Para quem vivenciou a década de oitenta e teve algum contato com o meio empresarial da época, deve lembrar dos consultores que eram pagos a peso de ouro pelas empresas para falarem da grande moda do momento, que era a tal “reengenharia organizacional para enfrentar a competitividade de um mundo globalizado”. Tais palestrantes se constituíam mais em animadores de platéias de empresários, diretores de empresas e executivos, do que consultores propriamente. Intercalando chavões decorados de algum best seller do pensamento neoliberal e piadinhas – a maioria sem muita graça -, divertiam platéias deste seleto grupo em cursos de motivação em finais de semana. Alguns conseguiam até mesmo convencer seu público a caminhar descalço sobre braseiros como forma de aprender a enfrentar desafios.


 


Conhecendo, hoje, melhor o discurso de Alckmin, imagino que ele deva ter feito um destes cursos motivacionais na década de 80, destes que se caminhava sobre o braseiro. Provavelmente tenha se entusiasmado com o curso, pois queimar os pés nas brasas imagino que deva ser uma gratificante penitência para quem é entusiasta da Opus Dei e, desta forma, deve ter decorado o teor do curso.


 


O grande problema do candidato tucano é que ninguém da sua assessoria lembrou de alertá-lo de que “reengenharia organizacional” não é mais o tema da moda e que ele não está dando uma palestra de motivação para empresários e executivos.

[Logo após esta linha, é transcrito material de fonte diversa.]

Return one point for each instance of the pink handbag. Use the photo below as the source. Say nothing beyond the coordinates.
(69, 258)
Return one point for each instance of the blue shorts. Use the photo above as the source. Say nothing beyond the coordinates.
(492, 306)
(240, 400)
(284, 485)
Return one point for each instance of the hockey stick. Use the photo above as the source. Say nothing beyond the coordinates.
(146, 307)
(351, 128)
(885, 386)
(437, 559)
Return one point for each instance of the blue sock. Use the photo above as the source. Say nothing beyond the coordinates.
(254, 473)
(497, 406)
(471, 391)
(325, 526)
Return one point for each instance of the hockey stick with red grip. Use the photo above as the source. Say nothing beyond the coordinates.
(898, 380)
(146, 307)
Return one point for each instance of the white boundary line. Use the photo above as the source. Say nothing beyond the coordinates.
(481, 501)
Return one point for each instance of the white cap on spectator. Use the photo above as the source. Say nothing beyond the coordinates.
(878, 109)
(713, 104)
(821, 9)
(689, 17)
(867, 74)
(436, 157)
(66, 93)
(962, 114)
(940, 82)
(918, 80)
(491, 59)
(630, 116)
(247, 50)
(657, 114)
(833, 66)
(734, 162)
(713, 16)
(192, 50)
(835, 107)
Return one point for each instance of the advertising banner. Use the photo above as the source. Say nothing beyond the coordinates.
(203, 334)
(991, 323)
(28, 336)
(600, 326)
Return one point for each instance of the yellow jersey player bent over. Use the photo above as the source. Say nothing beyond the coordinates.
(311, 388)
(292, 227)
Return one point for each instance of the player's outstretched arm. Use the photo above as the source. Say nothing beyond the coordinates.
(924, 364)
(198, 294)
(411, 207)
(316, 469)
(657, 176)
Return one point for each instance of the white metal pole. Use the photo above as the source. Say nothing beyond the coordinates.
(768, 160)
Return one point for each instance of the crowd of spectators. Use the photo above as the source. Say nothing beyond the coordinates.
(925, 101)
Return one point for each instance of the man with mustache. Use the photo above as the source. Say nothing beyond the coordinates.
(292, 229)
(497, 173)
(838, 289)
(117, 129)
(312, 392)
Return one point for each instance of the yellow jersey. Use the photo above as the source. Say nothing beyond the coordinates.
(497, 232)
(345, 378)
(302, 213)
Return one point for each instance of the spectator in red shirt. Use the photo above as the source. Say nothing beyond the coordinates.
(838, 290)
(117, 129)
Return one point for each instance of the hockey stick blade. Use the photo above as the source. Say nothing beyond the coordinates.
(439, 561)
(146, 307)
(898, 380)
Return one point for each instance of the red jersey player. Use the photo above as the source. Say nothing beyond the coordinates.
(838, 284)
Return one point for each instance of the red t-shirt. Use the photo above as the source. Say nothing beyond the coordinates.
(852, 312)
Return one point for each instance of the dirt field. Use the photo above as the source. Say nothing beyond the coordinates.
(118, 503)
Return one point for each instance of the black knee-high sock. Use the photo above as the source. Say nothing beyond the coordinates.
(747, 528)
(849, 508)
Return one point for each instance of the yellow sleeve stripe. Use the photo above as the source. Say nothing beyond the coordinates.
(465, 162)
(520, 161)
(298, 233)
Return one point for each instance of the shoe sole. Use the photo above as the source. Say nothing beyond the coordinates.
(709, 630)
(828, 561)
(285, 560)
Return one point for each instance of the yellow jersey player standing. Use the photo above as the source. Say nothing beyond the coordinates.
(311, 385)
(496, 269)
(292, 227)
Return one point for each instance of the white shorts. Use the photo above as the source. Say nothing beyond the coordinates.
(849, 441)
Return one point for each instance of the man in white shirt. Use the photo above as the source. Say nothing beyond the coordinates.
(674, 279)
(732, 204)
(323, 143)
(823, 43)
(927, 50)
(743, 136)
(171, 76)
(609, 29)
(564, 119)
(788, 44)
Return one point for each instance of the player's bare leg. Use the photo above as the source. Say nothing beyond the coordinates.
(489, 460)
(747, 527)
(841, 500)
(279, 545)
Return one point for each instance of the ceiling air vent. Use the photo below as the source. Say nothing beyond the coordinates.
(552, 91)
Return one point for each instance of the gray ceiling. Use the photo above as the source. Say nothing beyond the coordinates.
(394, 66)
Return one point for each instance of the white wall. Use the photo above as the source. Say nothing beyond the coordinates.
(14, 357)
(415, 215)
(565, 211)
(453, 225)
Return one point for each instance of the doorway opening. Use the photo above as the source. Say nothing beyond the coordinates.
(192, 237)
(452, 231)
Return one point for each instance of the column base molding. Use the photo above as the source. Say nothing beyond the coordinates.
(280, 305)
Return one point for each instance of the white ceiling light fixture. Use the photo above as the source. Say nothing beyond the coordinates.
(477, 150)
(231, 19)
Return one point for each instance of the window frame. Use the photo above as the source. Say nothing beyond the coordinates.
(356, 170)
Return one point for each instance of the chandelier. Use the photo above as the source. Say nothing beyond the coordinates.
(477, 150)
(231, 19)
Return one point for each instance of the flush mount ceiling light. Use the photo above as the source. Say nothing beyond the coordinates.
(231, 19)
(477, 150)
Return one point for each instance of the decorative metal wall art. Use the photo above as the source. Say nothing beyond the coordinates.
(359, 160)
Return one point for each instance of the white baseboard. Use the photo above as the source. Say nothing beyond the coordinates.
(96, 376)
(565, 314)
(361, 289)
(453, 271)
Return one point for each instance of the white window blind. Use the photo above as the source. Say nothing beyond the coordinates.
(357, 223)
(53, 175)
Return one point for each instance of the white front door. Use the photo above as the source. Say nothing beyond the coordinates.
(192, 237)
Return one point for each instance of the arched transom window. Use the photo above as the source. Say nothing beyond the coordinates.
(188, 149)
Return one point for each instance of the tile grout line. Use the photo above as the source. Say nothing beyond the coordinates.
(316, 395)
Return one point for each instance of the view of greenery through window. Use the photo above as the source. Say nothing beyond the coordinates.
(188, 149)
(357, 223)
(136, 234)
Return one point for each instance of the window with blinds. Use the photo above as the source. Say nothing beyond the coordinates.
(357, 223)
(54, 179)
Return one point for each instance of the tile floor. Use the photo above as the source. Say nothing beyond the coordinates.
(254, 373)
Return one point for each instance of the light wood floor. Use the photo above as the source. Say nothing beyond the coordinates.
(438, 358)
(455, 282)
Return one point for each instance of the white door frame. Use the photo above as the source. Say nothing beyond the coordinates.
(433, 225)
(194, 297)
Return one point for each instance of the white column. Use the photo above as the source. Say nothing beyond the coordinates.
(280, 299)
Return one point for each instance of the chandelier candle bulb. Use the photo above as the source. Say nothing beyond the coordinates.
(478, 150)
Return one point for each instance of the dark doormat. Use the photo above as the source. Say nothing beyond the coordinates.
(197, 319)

Aliás, desconfio que boa parte dos empresários e executivos já começam a achar que nem para animador de cursos de motivação o Alckmin serve, pois além do conteúdo ultrapassado nem piada o sujeito sabe contar.


 


Em resumo, o eleitorado que votou no tucano no primeiro turno começa a entender porque o indivíduo leva a alcunha de Picolé de Chuchu e começa a desconfiar, além de tudo, que o chuchu é demasiadamente aguado. Só não derreteu totalmente, até agora, porque grandes veículos como a Veja persistem em tentar convencer eleitores de que o tal picolé é saboroso.


 


Jorge Gregory – Jornalista, professor universitário, membro da direção regional do PCdoB Paraná, atualmente ocupando o cargo de Coordenador Geral de Orientação e Controle da Educação Superior no MEC.